Wie würden Sie Ihre Serienfigur Jochen Lehmann beschreiben?
Bastian Pastewka: Jochen Lehmann ist 40 Jahre alt, hat eine Frau und drei Kinder, und wohnt in seinem kleinen Haus in Bad Nauheim. Vom Schwiegervater hat er eine Druckerei übernommen, doch der Betrieb läuft schlecht und über seinem kleinen mittelständischen Unternehmen kreist der Pleitegeier. Jochen kann seinen Töchtern keine Schulausflüge mehr bezahlen, im Briefkasten stapeln sich die Mahnungen und seine Ehe ist gefährdet.

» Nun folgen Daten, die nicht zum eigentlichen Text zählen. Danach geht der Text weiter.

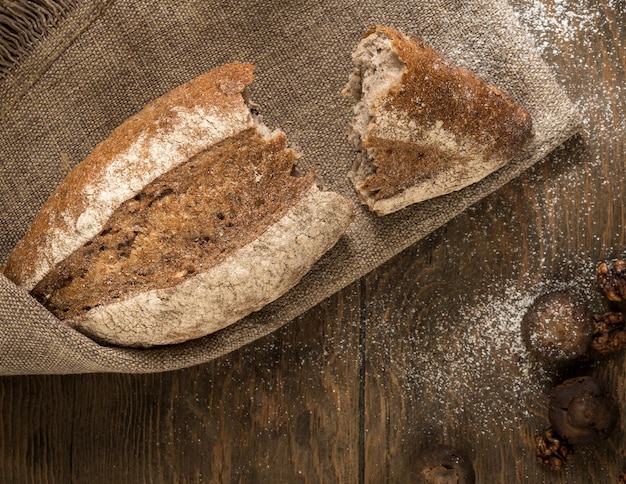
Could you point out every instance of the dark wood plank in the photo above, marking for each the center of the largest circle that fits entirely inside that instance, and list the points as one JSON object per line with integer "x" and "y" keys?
{"x": 284, "y": 409}
{"x": 425, "y": 349}
{"x": 444, "y": 358}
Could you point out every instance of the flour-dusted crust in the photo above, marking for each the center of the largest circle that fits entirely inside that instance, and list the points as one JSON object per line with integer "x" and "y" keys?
{"x": 164, "y": 134}
{"x": 257, "y": 274}
{"x": 185, "y": 220}
{"x": 423, "y": 126}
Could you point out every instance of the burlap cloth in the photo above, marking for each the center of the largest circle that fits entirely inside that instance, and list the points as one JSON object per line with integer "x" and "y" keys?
{"x": 71, "y": 71}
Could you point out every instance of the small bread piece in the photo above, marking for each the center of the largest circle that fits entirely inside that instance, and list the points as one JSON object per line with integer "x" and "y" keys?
{"x": 185, "y": 220}
{"x": 423, "y": 126}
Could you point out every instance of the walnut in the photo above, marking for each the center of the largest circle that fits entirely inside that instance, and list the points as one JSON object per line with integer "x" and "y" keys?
{"x": 581, "y": 412}
{"x": 609, "y": 334}
{"x": 612, "y": 280}
{"x": 557, "y": 328}
{"x": 552, "y": 450}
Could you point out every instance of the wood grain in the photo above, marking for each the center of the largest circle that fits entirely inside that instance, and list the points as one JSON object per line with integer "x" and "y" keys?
{"x": 423, "y": 350}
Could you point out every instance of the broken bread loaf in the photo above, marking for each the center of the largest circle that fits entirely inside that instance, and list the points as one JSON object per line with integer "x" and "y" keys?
{"x": 423, "y": 126}
{"x": 185, "y": 220}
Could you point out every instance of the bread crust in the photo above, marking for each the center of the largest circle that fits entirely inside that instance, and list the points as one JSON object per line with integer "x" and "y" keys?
{"x": 181, "y": 129}
{"x": 254, "y": 276}
{"x": 165, "y": 133}
{"x": 436, "y": 129}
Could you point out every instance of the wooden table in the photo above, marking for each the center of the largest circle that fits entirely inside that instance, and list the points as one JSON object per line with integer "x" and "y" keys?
{"x": 424, "y": 350}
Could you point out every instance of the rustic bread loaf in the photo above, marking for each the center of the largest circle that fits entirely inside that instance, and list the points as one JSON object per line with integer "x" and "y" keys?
{"x": 423, "y": 126}
{"x": 186, "y": 219}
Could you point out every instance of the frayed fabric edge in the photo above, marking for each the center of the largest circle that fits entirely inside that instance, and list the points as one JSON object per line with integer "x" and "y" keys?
{"x": 23, "y": 24}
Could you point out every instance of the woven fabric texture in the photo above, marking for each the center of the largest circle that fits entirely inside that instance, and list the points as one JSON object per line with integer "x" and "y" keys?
{"x": 103, "y": 60}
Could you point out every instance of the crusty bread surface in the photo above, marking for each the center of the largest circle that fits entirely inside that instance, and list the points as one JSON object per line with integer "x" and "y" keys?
{"x": 423, "y": 126}
{"x": 186, "y": 219}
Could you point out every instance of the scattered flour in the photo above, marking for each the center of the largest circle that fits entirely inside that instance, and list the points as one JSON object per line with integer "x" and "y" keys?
{"x": 486, "y": 377}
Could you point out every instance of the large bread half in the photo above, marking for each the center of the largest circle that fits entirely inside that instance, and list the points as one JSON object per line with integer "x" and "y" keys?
{"x": 186, "y": 219}
{"x": 423, "y": 126}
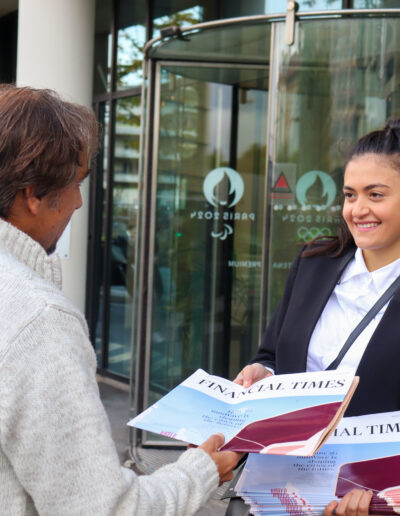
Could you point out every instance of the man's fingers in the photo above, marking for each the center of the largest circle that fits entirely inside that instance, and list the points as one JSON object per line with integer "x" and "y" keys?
{"x": 355, "y": 503}
{"x": 329, "y": 509}
{"x": 213, "y": 443}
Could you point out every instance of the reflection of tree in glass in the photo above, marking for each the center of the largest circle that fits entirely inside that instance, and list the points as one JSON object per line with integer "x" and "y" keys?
{"x": 128, "y": 113}
{"x": 314, "y": 193}
{"x": 311, "y": 3}
{"x": 132, "y": 40}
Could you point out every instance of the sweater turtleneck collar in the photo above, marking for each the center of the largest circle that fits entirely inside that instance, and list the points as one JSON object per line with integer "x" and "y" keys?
{"x": 31, "y": 253}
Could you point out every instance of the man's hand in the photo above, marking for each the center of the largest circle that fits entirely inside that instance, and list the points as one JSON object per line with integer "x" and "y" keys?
{"x": 252, "y": 374}
{"x": 225, "y": 461}
{"x": 354, "y": 503}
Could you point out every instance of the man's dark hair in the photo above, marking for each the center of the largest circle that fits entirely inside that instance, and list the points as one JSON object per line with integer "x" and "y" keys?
{"x": 42, "y": 141}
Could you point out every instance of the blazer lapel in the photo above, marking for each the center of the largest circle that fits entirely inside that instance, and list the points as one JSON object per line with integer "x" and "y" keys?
{"x": 317, "y": 277}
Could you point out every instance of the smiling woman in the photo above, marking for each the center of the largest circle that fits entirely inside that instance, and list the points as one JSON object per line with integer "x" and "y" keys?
{"x": 371, "y": 207}
{"x": 335, "y": 281}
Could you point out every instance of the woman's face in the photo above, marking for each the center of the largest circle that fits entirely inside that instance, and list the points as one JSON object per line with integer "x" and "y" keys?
{"x": 372, "y": 208}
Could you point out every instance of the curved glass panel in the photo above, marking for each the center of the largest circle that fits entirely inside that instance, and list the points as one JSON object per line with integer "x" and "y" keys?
{"x": 337, "y": 82}
{"x": 232, "y": 44}
{"x": 208, "y": 221}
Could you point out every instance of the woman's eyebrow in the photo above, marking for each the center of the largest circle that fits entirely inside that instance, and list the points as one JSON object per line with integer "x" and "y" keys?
{"x": 368, "y": 187}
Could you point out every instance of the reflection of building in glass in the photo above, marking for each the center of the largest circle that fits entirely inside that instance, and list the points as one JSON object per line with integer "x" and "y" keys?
{"x": 207, "y": 275}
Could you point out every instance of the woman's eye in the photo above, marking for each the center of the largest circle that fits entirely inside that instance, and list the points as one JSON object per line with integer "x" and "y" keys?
{"x": 376, "y": 195}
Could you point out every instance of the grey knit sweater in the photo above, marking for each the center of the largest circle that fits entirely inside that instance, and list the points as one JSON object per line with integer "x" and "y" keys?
{"x": 57, "y": 456}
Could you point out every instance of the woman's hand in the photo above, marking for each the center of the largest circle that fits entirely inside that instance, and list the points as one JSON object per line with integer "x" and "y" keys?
{"x": 252, "y": 374}
{"x": 354, "y": 503}
{"x": 226, "y": 461}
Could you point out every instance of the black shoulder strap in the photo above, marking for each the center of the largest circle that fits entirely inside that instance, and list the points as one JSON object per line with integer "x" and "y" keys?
{"x": 386, "y": 296}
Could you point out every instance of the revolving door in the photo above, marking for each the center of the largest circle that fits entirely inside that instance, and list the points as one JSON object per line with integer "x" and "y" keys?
{"x": 242, "y": 160}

Doch er stellt sich nicht der Situation sondern igelt sich ein, bespricht die Dinge nicht offen. Sein Standardsatz: „Ich krieg das schon hin!“ Er glaubt, dass er nach wie vor alles im Griff hat und seine Familie vor unbequemen Wahrheiten verschonen muss. Also entwickelt er einen eigenen Plan, um die Dinge anzugehen, ohne sein Gesicht zu verlieren. Das geht gehörig schief.
Wieviel Bastian Pastewka steckt in Jochen Lehmann, beziehungsweise wieviel Jochen Lehmann steckt in Bastian Pastewka?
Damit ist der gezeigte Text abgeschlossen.